Tuesday, February 26, 2013

Movie Review–Hollow

And so here's more proof that I'm a sucker for the old found footage genre. About 4 minutes after I posted my review of "Grave Encounters 2," I was back on my couch firing up another one.

"Hollow" is a movie that I'd been looking forward to for a while; I saw its trailer last year and was intrigued by the fact that it featured a spooky looking tree. I'm pretty sure that anyone who grew up in the woods like I did understands what I'm saying here... some trees just look evil.

The movie is about two pairs of friends—one about to be married, and one not quite yet a couple. They get together to head up for a relaxing weekend in a remote village in the rural England countryside... of particular note is the fact that the village they go to visit is Dunwich. Of course, this is the real-world Dunwich in England, so there's not any Yog-Sothothery going on here, but the movie DOES have a pretty creepy Lovecraft vibe to it. Actually, strike that... it's got more of an Algernon Blackwood vibe, or maybe an Arthur Machen vibe. Whatever vibe it's got... it's a good one.

Anyway, the couple heads up to this house in rural England for a relaxing weekend, and since this is a found footage horror movie, things are anything but relaxing. And while the last 10 minutes of the movie are pretty intense, it's also another one that does the slow burn. You see, one of these four people has some psychological damage, and the movie doesn't really come out and explain it via dialogue. Instead, you see it in the way this character films things with his camera, how he obsesses on a fly trapped against a window, or becomes so interested in the weird nooks and crannies in an old ruined monastery, or sneaks around in the house after dark filming the woman he'd rather be up here with, but who is instead here with her fiance.
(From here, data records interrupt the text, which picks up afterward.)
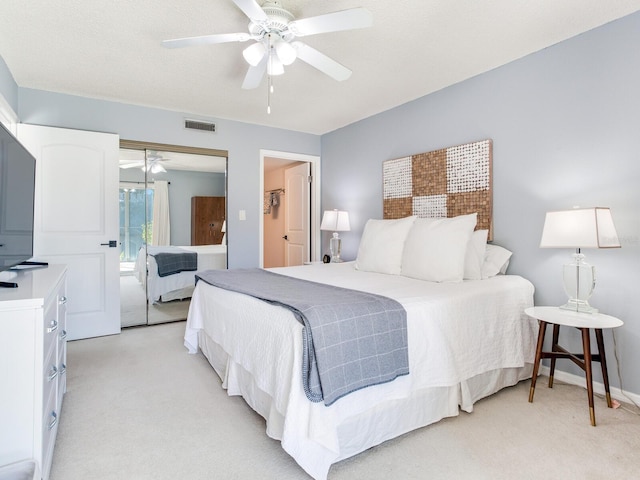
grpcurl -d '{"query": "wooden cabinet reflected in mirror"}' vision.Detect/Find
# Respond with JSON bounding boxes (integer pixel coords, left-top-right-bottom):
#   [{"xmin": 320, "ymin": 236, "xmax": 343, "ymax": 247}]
[
  {"xmin": 191, "ymin": 196, "xmax": 225, "ymax": 245},
  {"xmin": 118, "ymin": 141, "xmax": 228, "ymax": 328}
]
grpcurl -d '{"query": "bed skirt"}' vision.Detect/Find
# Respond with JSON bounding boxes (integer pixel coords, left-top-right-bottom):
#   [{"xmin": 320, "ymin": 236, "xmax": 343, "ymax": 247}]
[{"xmin": 197, "ymin": 329, "xmax": 533, "ymax": 480}]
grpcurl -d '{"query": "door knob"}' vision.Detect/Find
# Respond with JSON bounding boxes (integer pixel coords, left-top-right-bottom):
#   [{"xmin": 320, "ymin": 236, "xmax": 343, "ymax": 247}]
[
  {"xmin": 100, "ymin": 240, "xmax": 118, "ymax": 247},
  {"xmin": 282, "ymin": 235, "xmax": 288, "ymax": 240}
]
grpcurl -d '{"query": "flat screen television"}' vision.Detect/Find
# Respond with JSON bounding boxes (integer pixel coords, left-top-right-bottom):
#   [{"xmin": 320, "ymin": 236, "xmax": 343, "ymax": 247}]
[{"xmin": 0, "ymin": 122, "xmax": 36, "ymax": 275}]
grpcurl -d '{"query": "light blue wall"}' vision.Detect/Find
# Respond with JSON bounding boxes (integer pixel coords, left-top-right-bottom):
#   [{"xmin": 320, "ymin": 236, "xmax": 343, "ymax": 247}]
[
  {"xmin": 16, "ymin": 89, "xmax": 320, "ymax": 267},
  {"xmin": 0, "ymin": 56, "xmax": 18, "ymax": 111},
  {"xmin": 322, "ymin": 12, "xmax": 640, "ymax": 395}
]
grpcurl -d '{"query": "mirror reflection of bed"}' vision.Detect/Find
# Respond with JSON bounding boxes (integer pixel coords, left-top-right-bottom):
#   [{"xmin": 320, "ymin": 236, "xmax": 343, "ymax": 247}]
[{"xmin": 118, "ymin": 144, "xmax": 227, "ymax": 328}]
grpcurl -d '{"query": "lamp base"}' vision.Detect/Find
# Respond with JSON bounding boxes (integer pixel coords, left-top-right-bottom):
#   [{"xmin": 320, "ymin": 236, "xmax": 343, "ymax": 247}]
[
  {"xmin": 329, "ymin": 233, "xmax": 342, "ymax": 263},
  {"xmin": 561, "ymin": 253, "xmax": 597, "ymax": 314},
  {"xmin": 560, "ymin": 299, "xmax": 598, "ymax": 314}
]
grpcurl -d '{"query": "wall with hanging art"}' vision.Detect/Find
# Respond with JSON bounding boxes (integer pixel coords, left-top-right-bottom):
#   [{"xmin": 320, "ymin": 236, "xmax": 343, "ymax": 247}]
[{"xmin": 382, "ymin": 139, "xmax": 493, "ymax": 239}]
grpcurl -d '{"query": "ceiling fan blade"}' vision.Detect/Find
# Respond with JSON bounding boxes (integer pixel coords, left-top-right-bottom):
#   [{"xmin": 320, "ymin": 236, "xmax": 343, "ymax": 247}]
[
  {"xmin": 119, "ymin": 162, "xmax": 144, "ymax": 169},
  {"xmin": 162, "ymin": 32, "xmax": 251, "ymax": 49},
  {"xmin": 289, "ymin": 7, "xmax": 373, "ymax": 37},
  {"xmin": 292, "ymin": 42, "xmax": 351, "ymax": 82},
  {"xmin": 242, "ymin": 57, "xmax": 267, "ymax": 89},
  {"xmin": 232, "ymin": 0, "xmax": 269, "ymax": 23}
]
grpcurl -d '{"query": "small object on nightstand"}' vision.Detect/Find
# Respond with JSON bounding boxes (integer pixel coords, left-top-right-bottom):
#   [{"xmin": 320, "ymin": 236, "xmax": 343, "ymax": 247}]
[{"xmin": 525, "ymin": 306, "xmax": 623, "ymax": 426}]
Did I mention there's a creepy evil looking tree in a field nearby? A tree that seems to have an unusual number of suicides involved with young lovers who hang themselves from its gnarly, twisted branches? A tree that some local legends say is a place where, if you hang yourself there, the ghost of a monk who served in the nearby monastery will give you absolution so that you'll still go to heaven, but which some other local legends say that the "monk" is not a monk at all, and those who end up hanging in the boughs are hardly suicides?

Or that there's rusty chains wrapped around the tree trunk?
See? Evil.

Aside from a little bit of gore, there's really no special effects in the movie. It's very understated and deliberate in its pacing, and when it's over, it leaves a lot of what actually happened up to interpretation. But the atmosphere of tension and dread that it builds as it goes makes it all quite worth it... especially if you look at it through the eyes of Arthur Machen, Algernon Blackwood, or Lovecraft.

Hollow...
  • ... is very much a minimalist horror movie. Don't check it out if you're expecting big special effects scenes, spooky music, or anything like that. But if you like found footage movies and think the Wicker Man's a great movie and don't require answers to all your questions, you can do a lot worse.
  • ... is one of the few found footage movies I've seen that concedes that video cameras run on batteries, and even better, makes the draining battery on that camera into a plot point.
  • ... will have you straining to see if there's something in the shadows of the footage while simultaneously trying not to stare too hard just in case there's a jump cut or a jump scare about to strike.
  • ... incorporates a pretty creepy and classic urban legend into the plot.
  • ... gets creepier the more I think about it.